Medicare Part B—a.k.a. medical insurance—helps cover medically necessary or preventive outpatient services. Such services include lab tests; surgeries; doctor visits; and physical, occupational, and speech therapy treatment. As with Part A, individuals become eligible to receive Medicare Part B insurance at age 65—or younger in cases of disability and end-stage renal failure. Unlike Part A, most people pay a monthly premium ($104.90 in 2016) for Part B. Then, once a patient meets his or her deductible ($166 this year), he or she will “typically pay 20% of the Medicare-approved amount for most doctor services...outpatient therapy, and durable medical equipment.” So far, so good, right? Now let’s get into the tricky stuff:

8-Minute Rule (and Timed/Untimed Codes)

To receive Medicare Part B payment for a time-based—a.k.a constant attendance—code, a rehab therapist must provide direct treatment for at least eight minutes. What’s a time-based code? Unlike untimed codes (e.g., those that account for services such as completing evaluations or reevaluations, applying hot or cold packs, and performing unattended electrical stimulation), timed codes allow for variable billing in 15-minute increments. These include the codes for one-on-one services like therapeutic exercise, manual therapy, and gait training.
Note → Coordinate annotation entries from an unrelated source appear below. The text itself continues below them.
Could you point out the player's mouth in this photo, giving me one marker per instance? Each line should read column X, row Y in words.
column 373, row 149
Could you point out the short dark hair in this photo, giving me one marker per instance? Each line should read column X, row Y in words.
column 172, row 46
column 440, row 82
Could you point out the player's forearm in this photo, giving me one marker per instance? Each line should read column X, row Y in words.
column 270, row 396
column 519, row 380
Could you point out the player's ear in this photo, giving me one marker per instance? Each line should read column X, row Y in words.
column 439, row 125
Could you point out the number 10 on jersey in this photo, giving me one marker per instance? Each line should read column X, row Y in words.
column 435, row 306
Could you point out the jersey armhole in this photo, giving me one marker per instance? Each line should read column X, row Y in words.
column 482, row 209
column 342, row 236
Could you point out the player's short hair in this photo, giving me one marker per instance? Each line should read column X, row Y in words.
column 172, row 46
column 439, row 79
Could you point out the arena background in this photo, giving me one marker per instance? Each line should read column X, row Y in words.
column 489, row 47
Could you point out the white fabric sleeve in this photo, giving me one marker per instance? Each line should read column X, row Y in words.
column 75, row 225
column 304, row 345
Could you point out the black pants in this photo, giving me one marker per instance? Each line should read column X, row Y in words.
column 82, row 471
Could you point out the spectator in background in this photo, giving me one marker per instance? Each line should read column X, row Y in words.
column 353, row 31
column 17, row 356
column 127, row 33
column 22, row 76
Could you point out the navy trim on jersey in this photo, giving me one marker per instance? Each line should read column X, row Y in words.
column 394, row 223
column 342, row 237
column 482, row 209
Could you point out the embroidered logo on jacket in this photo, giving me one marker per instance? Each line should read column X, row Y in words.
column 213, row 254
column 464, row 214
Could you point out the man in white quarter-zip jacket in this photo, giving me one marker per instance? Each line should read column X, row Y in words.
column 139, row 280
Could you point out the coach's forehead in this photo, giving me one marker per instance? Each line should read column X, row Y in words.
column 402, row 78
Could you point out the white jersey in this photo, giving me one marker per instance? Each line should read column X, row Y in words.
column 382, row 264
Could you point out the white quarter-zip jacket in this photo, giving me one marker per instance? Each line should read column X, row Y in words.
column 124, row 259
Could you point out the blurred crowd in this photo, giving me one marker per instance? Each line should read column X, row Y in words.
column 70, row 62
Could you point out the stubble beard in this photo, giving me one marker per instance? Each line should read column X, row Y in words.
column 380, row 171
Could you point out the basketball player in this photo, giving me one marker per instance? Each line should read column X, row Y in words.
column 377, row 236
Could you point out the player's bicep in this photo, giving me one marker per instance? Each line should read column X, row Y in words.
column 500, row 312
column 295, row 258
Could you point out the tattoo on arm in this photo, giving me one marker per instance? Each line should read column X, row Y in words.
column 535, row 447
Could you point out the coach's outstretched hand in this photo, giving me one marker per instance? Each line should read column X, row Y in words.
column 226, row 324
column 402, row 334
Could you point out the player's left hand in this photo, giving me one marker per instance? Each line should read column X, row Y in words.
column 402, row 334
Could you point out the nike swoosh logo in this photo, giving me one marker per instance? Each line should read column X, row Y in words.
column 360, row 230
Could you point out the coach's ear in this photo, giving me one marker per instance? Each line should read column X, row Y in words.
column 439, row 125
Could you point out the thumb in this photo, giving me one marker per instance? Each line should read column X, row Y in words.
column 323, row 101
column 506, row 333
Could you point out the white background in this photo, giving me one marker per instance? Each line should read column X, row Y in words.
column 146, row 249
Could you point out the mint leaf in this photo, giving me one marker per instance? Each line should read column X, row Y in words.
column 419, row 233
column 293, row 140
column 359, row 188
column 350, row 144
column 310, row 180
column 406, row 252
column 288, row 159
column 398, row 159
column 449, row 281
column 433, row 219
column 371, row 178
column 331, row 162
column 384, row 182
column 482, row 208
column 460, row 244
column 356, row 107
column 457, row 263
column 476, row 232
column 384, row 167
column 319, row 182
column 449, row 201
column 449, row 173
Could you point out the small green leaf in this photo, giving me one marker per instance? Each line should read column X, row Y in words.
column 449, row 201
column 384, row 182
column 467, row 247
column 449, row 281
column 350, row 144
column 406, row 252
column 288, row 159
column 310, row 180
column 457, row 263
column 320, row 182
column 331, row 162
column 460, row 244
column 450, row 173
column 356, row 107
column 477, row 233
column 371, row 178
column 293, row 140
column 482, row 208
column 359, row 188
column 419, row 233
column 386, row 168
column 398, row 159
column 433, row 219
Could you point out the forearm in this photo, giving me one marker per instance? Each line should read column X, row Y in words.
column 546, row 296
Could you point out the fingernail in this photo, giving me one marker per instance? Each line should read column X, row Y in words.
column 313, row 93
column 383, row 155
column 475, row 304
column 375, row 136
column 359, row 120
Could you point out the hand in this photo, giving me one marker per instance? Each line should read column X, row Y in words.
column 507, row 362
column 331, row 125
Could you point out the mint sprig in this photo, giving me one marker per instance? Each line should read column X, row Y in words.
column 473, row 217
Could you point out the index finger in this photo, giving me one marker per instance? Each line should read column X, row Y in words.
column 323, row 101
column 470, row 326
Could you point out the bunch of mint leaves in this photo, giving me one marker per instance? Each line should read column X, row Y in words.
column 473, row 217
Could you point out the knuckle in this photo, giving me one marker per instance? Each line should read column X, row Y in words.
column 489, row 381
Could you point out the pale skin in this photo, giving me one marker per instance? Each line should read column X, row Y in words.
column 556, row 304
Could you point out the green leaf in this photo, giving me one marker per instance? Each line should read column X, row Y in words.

According to this 8-Minute Rule Guide, “When calculating the number of billable units for a particular date of service, Medicare adds up the total minutes of skilled, one-on-one therapy and divides that total by 15. If eight or more minutes are left over, you can bill for one more unit; if seven or fewer minutes remain, you cannot bill an additional unit.” Check out the guide in full for an 8-minute rule reference chart, scenario-based examples, and advice on how to handle mixed remainders.

Functional Limitation Reporting (and G-codes)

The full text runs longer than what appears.